Generalization. The single-swap argument stops at k = 2; k-best needs Eppstein/Gabow branching over constrained best-swaps, which is precisely why the full M₁/M₂ rule is worth keeping (Theorem 9.1, 9.2).
Sensitivity duality. The same δ values give edge-weight tolerance ranges: δ_min = min_e slack(e) is both the second-best gap and the smallest non-tree decrease that would change the MST (Corollary 4.6).
Matroid lens. Spanning trees are bases of the graphic matroid; the swap is a basis exchange (Theorem 8.2, 8.5), MST uniqueness is δ_min > 0 (Corollary 8.4), and the second-best value is reference-independent (Proposition 8.7).
Bottleneck reading. The removed path-max is the global minimax edge between the chord's endpoints (Theorem 10.7), tying second-best to minimum-bottleneck spanning trees.
Lower bounds. From scratch, second-best is no easier than MST (Ω(m + n log n), Theorem 10.0); given the MST it is near-linear (O(m α(m,n)), Proposition 10.2) with a linear-time-verifiable certificate (Proposition 10.4).

Foundational references: CLRS Ch. 23 and problem 23-1; Tarjan, Data Structures and Network Algorithms; Eppstein (1992), "Finding the k smallest spanning trees"; King (1997), linear-time MST verification; Komlós (1985), tree-path maxima; Dixon, Rauch & Tarjan (1992), verification and sensitivity of MSTs; Holm, de Lichtenberg, Thorup (2001), fully dynamic connectivity and MST; Gabow (1977), two algorithms for the k smallest spanning trees; Katoh, Ibaraki & Mine (1981), an algorithm for the k smallest spanning trees; Oxley, Matroid Theory (for §8). Sibling topics: 10-mst-kruskal-prim, 13-lca, 14-heavy-light-decomposition, 24-kirchhoff-theorem.

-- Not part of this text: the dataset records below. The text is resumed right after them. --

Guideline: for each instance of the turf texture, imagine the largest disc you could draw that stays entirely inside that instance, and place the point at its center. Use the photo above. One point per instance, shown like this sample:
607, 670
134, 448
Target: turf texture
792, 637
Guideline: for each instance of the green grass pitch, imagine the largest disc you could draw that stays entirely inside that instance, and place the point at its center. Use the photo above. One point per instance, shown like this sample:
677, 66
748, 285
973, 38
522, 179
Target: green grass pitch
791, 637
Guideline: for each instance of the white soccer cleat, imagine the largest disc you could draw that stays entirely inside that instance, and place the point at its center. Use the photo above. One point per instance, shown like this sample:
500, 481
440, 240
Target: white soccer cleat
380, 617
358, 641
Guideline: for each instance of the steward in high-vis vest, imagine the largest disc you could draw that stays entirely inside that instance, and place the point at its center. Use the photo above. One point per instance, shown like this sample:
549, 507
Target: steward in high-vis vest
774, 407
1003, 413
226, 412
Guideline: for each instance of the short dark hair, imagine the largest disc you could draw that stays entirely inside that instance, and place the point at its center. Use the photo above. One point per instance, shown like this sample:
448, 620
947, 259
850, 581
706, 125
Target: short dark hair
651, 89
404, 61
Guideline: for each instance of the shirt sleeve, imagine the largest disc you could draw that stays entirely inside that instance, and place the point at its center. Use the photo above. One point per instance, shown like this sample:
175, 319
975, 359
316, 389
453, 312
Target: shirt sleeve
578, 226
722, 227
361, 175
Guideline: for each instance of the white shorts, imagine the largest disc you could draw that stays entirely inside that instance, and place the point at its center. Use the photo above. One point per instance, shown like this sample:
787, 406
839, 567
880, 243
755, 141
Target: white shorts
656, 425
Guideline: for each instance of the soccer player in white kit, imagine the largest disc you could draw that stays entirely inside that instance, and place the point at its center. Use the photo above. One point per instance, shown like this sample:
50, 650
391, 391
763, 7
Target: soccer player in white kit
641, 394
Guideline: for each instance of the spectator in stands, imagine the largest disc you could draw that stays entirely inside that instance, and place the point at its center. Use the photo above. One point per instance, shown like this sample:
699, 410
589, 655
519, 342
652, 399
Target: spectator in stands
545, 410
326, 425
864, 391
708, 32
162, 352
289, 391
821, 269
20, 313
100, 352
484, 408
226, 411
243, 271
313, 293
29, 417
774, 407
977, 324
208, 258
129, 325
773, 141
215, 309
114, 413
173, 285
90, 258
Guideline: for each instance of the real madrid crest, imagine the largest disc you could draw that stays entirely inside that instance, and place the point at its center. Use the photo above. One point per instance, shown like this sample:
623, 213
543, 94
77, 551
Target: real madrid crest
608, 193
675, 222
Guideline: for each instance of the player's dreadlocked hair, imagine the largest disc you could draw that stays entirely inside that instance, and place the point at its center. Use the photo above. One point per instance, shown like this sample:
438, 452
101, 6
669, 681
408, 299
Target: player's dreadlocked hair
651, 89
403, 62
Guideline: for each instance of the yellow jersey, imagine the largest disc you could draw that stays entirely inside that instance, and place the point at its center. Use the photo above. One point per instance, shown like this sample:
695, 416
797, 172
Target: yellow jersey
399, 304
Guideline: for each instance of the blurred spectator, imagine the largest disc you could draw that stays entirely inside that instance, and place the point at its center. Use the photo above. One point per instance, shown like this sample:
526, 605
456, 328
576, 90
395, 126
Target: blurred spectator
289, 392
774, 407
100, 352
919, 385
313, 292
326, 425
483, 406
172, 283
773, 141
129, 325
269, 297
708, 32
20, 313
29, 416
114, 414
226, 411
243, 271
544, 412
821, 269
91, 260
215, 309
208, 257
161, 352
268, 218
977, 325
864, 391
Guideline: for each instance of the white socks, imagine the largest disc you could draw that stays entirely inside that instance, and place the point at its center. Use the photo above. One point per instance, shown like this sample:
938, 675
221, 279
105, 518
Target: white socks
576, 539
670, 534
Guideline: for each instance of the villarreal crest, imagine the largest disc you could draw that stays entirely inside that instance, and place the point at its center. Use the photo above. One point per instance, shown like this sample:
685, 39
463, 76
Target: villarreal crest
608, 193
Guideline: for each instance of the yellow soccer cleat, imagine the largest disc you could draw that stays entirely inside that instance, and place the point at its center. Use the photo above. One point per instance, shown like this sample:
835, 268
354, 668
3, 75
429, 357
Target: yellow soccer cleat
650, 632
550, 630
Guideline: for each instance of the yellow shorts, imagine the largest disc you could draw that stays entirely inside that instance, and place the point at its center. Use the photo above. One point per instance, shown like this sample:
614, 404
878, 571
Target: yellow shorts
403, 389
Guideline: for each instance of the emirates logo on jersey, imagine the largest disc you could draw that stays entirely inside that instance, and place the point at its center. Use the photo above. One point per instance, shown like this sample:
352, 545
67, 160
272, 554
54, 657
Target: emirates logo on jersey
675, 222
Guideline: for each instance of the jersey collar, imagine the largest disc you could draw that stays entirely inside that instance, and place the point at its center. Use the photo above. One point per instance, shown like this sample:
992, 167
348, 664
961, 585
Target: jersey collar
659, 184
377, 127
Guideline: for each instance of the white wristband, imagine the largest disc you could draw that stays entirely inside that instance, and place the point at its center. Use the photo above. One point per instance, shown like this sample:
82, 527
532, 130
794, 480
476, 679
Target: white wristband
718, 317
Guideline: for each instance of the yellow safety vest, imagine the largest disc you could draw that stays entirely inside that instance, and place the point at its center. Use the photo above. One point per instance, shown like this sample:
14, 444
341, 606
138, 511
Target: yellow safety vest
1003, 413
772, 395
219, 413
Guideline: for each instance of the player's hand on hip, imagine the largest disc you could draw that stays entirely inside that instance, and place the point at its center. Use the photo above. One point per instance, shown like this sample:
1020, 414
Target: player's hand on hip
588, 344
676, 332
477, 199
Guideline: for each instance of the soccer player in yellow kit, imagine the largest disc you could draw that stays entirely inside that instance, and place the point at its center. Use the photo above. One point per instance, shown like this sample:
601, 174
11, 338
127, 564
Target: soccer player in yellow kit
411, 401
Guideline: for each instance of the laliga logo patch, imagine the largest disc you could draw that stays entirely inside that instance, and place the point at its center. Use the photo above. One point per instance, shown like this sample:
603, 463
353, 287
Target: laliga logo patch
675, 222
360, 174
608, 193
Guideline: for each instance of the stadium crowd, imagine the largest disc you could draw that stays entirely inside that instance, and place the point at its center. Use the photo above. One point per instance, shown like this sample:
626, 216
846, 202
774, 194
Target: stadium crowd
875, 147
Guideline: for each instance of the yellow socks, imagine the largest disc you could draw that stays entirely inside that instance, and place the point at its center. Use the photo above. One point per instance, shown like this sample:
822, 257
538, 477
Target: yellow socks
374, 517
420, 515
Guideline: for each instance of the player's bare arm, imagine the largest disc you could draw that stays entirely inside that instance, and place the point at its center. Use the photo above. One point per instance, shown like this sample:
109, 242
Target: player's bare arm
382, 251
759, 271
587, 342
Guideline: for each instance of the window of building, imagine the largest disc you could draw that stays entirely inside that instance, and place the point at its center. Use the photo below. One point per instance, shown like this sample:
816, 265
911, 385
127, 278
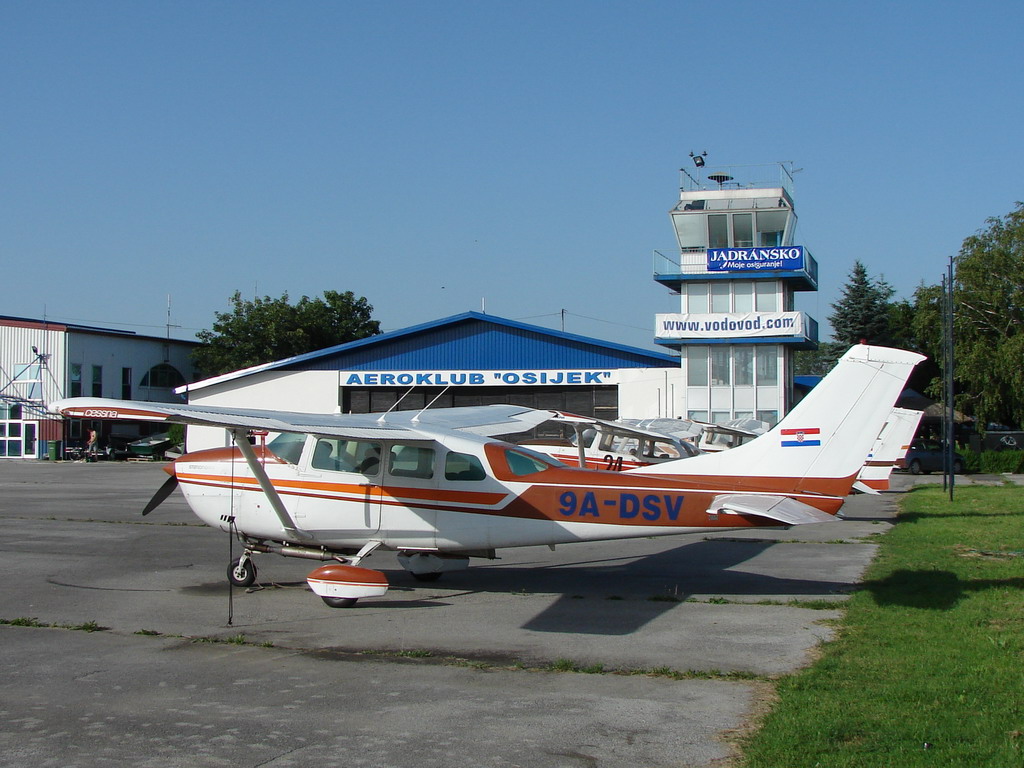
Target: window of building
766, 299
696, 366
771, 227
690, 231
742, 360
742, 296
742, 229
720, 366
767, 368
163, 376
718, 230
696, 298
28, 379
720, 298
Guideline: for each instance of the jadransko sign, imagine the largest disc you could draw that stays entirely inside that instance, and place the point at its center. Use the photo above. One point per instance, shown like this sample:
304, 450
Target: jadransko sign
729, 325
786, 258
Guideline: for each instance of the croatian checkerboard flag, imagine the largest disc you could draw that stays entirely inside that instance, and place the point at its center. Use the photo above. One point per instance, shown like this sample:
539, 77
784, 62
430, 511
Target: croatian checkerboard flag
801, 437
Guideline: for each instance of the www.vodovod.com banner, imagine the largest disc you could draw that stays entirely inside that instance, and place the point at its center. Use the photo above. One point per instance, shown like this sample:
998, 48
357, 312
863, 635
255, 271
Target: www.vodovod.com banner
729, 326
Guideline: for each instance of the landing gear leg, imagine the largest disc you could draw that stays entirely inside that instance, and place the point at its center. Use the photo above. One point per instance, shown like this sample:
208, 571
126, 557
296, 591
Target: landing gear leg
242, 571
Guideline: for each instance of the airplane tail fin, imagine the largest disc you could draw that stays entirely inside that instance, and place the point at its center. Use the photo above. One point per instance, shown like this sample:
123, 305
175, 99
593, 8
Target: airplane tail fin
822, 443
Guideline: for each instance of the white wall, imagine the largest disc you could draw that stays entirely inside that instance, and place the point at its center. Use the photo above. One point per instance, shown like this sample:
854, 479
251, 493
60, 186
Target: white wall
651, 392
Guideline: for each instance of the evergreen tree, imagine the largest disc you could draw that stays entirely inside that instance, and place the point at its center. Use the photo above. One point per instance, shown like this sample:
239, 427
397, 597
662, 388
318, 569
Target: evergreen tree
988, 325
264, 330
862, 312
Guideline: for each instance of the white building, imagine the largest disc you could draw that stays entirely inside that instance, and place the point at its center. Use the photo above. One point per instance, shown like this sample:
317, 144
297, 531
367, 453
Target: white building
42, 361
736, 272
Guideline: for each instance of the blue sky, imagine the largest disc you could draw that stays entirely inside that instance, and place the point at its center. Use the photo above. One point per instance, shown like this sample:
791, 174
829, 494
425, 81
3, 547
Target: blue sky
441, 157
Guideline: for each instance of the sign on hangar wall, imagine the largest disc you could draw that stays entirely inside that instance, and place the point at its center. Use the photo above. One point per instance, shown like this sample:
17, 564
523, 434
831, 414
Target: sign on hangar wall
565, 377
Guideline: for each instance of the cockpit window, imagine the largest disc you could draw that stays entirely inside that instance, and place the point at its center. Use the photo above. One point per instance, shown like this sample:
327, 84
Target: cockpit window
521, 463
346, 456
463, 467
412, 461
288, 446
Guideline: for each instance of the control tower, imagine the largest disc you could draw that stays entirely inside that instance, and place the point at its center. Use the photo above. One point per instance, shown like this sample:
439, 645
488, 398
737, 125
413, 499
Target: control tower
736, 272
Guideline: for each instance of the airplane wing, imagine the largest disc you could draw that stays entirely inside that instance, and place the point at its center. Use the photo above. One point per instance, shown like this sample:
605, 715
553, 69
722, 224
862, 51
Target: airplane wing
483, 420
613, 427
784, 510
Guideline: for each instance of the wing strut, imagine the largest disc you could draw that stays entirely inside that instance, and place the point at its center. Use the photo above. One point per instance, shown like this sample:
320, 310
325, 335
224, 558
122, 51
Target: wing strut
241, 437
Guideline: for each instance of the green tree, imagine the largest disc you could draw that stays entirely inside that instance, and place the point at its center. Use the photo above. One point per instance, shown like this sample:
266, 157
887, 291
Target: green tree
988, 324
264, 330
862, 312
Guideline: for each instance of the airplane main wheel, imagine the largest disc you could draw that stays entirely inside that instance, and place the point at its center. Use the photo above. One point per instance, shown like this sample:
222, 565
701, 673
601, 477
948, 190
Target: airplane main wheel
242, 572
340, 602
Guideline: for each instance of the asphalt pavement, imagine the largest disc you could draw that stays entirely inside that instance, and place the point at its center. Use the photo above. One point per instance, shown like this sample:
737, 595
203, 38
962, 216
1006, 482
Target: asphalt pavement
123, 643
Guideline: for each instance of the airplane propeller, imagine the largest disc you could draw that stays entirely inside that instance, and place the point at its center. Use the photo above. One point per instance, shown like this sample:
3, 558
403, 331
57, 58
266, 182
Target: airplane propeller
162, 493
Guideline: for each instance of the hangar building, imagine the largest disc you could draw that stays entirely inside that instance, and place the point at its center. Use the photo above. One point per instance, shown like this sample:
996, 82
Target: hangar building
42, 361
466, 359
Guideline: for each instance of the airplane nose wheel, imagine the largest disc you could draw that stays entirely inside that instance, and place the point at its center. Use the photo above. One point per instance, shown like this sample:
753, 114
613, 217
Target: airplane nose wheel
339, 602
242, 572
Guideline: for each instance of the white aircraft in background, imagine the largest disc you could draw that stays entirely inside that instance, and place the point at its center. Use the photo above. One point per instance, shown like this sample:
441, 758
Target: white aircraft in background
437, 486
612, 445
891, 445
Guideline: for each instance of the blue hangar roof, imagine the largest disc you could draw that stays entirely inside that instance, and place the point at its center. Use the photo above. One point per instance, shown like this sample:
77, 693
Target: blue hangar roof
468, 341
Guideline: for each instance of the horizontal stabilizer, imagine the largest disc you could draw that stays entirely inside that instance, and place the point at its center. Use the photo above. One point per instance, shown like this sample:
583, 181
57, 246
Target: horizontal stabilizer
862, 487
784, 510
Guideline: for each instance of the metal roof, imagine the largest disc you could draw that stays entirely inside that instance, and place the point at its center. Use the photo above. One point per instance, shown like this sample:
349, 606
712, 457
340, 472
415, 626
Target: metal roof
467, 341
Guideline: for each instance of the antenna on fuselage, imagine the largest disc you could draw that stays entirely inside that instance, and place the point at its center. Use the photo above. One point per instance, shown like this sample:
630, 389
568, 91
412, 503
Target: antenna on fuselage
416, 419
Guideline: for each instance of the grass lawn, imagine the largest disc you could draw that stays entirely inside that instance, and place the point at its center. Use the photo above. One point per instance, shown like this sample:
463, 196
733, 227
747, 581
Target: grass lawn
928, 668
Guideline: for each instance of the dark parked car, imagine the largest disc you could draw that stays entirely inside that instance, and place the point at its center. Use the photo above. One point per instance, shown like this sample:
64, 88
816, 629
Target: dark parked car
926, 456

The arc of this document: a single inequality (Lemma 2.4, w(e) ≥ M₁(e)) and a single exchange (Lemma 3.3) generate the entire theory — one swap suffices (Theorem 3.1), remove the path-max (Theorem 4.1), mind the tie via M₂ (§5), aggregate with a (first, second) monoid over a static tree (Proposition 5.2, Theorem 6.4), all in O((n+m) log n) (Theorem 7.1) with a near-linear floor once the MST is in hand (§7.6). The matroid lens (§8) explains the ties; the k-best landscape (§9) shows where the simplicity ends; the lower bounds (§10) pin the cost to the MST itself. It is one of the cleanest "structure dictates algorithm" stories in graph theory.